5% Codice di sconto: L’obiettivo di The CBD Encyclopedia è quello di aiutare i nostri lettori a trovare prodotti a base di CBD che supportino i loro obiettivi di salute e benessere, soprattutto attraverso l’educazione dei consumatori. Questo include non solo la scienza alla base dei prodotti CBD, ma anche il loro impatto sull’ambiente. Man mano che la nostra società diventa più consapevole del nostro rapporto (e della nostra dipendenza) dal pianeta e dagli ecosistemi che lo sostengono, la sostenibilità degli ingredienti sta diventando sempre più importante per molte persone (compresi noi).

Sebbene sia utile prendere decisioni di acquisto migliori, riconosciamo che “migliore” non significa mai “perfetto”. Il nostro obiettivo non è quello di far vergognare qualcuno per aver preso le decisioni che ritiene migliori per sé (anzi, sono proprio quelle che vogliamo sostenere), ma di incoraggiare un consumo consapevole ogni volta che è possibile. Il modo in cui questo appare per voi dipende esclusivamente da voi e noi vogliamo sempre darvi l’opportunità di determinarlo da soli.

Quando possibile, preferiamo scegliere ingredienti di origine vegetale per i prodotti CBD per uso topico, soprattutto rispetto ai prodotti a base di petrolio. Le ragioni principali sono due: In primo luogo, perché il petrolio è una risorsa limitata e ha un enorme impatto ambientale in ogni fase, dall’estrazione alla raffinazione, al trasporto e al consumo. In secondo luogo, è stato stabilito un legame tra l’uso a lungo termine di alcuni prodotti petroliferi topici e il cancro in età avanzata.

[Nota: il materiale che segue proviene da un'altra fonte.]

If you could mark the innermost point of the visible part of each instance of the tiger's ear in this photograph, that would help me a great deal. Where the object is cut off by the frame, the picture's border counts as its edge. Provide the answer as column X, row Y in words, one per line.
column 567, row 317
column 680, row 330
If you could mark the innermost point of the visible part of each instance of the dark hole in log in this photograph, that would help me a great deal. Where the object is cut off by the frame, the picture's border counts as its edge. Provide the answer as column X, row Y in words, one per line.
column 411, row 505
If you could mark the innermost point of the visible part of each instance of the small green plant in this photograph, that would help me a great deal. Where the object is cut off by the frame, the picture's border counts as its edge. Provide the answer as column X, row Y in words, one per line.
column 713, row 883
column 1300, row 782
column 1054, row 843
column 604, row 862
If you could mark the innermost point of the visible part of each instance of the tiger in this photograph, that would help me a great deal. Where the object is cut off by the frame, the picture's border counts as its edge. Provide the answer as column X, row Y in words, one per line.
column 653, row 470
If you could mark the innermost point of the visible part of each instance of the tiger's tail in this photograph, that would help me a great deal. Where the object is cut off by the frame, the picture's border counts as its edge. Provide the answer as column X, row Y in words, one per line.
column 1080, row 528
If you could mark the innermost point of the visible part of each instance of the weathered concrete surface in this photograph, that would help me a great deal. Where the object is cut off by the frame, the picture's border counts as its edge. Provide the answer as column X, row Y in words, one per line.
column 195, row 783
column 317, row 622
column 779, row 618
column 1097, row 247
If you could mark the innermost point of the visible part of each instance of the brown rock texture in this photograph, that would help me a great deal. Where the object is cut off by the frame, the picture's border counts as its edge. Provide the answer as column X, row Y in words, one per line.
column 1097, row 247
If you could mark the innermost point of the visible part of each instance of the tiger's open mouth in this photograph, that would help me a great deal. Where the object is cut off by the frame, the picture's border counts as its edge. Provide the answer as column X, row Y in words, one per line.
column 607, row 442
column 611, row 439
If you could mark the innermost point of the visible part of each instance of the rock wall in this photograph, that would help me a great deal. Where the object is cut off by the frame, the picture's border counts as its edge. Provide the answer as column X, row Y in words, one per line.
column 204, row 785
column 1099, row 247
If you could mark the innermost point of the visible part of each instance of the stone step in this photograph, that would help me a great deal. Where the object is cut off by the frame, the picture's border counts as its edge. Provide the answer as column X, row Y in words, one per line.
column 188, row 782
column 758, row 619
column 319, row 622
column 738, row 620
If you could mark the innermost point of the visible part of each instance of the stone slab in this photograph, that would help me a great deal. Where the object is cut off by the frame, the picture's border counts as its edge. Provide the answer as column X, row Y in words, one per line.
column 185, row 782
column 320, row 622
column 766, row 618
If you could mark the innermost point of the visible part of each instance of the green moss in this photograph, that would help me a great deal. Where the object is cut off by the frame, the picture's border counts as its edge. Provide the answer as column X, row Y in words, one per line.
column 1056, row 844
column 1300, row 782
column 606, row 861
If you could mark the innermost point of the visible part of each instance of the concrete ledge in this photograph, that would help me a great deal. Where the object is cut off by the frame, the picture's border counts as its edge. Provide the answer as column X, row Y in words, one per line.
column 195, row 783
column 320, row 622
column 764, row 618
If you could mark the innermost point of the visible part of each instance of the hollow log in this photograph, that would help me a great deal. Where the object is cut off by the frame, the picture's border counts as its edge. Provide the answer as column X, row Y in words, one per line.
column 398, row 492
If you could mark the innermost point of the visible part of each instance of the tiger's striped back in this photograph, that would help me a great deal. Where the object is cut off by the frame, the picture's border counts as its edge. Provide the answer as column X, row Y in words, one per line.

Anche noi preferiamo i prodotti vegetali a quelli di origine animale, ma ci rendiamo conto che non tutti sono d’accordo. Alcuni prodotti di origine animale, come la cera d’api, la lanolina e la gelatina, sono componenti importanti dello stile di vita sano di molti dei nostri lettori, e questo è vero. È vero che esistono alternative vegane a questi ingredienti, ma non sono opzioni adatte a tutti. Inoltre, ci sono alcune sfumature nell’etichettatura “vegana”.

La descrizione “vegano” sull’etichetta del prodotto indica che il prodotto non contiene prodotti animali. Tuttavia, questo non significa necessariamente un prodotto più sostenibile. Le microplastiche, la maglieria, la pelle di plastica, il poliestere e i prodotti derivati dal petrolio sono considerati “vegani”, ma non sono più ecologici delle loro controparti animali. Non vogliamo dire che l’etichetta “vegano” sia priva di significato, ma suggeriamo che non sia l’unico criterio con cui si misura la qualità o la sostenibilità di un prodotto.